Hi! Sorry, my machine was busy training a model so I couldn't get back to you right away. My dataset has about 26000 training examples, with the max being 32K tokens. I tried a quick debug by using a smaller 8K training set of 2 sample and an evaluation set of 2 sample and running evaluation after 1 step.

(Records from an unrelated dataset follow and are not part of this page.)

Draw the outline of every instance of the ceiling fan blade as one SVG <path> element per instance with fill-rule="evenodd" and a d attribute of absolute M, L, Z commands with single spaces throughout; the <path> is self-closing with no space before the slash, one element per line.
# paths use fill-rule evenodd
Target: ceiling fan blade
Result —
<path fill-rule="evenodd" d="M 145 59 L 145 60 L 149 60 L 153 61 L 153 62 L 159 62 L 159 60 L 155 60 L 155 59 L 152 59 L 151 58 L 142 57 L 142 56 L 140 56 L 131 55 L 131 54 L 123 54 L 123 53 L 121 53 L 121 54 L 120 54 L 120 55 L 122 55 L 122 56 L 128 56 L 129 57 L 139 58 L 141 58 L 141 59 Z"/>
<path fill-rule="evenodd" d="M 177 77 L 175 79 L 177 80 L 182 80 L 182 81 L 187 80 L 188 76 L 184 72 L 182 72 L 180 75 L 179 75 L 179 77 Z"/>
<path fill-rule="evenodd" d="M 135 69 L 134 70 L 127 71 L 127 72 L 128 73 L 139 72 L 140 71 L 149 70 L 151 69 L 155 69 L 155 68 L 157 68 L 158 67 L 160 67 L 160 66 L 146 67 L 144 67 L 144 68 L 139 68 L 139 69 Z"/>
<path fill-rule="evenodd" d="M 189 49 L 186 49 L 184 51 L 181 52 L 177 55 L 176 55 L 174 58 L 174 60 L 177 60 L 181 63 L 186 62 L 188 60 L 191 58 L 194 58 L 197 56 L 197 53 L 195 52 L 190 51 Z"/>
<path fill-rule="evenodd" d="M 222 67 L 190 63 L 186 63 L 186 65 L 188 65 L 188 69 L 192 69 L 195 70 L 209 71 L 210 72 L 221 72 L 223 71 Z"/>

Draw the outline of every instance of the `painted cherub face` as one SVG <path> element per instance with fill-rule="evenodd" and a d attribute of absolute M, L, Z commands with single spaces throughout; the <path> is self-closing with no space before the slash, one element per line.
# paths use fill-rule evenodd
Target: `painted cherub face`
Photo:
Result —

Strange thing is it worked in this case. base_model: Open-Orca/Mistral-7B-OpenOrca
base_model_config: Open-Orca/Mistral-7B-OpenOrca
model_type: MistralForCausalLM
tokenizer_type: LlamaTokenizer
is_mistral_derived_model: true
load_in_8bit: false
load_in_4bit: true
strict: false
datasets:
- path: json
data_files: data/sharegpt/oa-debug-8k-axolotl-sharegpt.json
type: sharegpt
dataset_prepared_path: data/sharegpt/debug-last_run_prepared
val_set_size: .5
output_dir: ./debug-oa-mistral-openorca-ckpt
torch_compile: true
sequence_len: 32768
sample_packing: true
eval_sample_packing: true
pad_to_sequence_len: true
group_by_length: true
adapter: qlora
lora_r: 16
lora_alpha: 32
lora_dropout: 0.05
lora_target_linear: true
lora_fan_in_fan_out:
lora_target_modules:
- gate_proj
- down_proj
- up_proj
- q_proj
- v_proj
- k_proj
- o_proj
wandb_project: OA-Mistral-7B-OpenOrca
wandb_entity:
wandb_watch:
wandb_run_id:
wandb_log_model:
gradient_accumulation_steps: 32
micro_batch_size: 1
num_epochs: 1
optimizer: adamw_bnb_8bit
lr_scheduler: cosine
learning_rate: 0.00005
# Augmentation techniques
# NEFT https://arxiv.org/abs/2310.05914, set this to a number (paper default is 5) to add noise to embeddings
# currently only supported on Llama and Mistral
noisy_embedding_alpha: 5
train_on_inputs: false
group_by_length: true
bf16: true
fp16: false
tf32: false
gradient_checkpointing: true
early_stopping_patience:
resume_from_checkpoint:
local_rank:
logging_steps: 1
xformers_attention:
flash_attention: true
auto_resume_from_checkpoint: true
eval_batch_size: 1
eval_steps: 1
save_steps: 20
warmup_steps: 10
eval_table_size: 5
eval_table_max_new_tokens: 128
debug:
deepspeed:
weight_decay: 0.0
fsdp:
fsdp_config:
special_tokens:
bos_token: "<s>"
eos_token: "</s>"
unk_token: "<unk>" After switching File "/home/richard/miniforge3/envs/axolotl/lib/python3.10/runpy.py", line 196, in _run_module_as_main
return _run_code(code, main_globals, None,
File "/home/richard/miniforge3/envs/axolotl/lib/python3.10/runpy.py", line 86, in _run_code
exec(code, run_globals)
File "/home/richard/github/axolotl/src/axolotl/cli/train.py", line 51, in <module>
fire.Fire(do_cli)
File "/home/richard/miniforge3/envs/axolotl/lib/python3.10/site-packages/fire/core.py", line 141, in Fire
component_trace = _Fire(component, args, parsed_flag_args, context, name)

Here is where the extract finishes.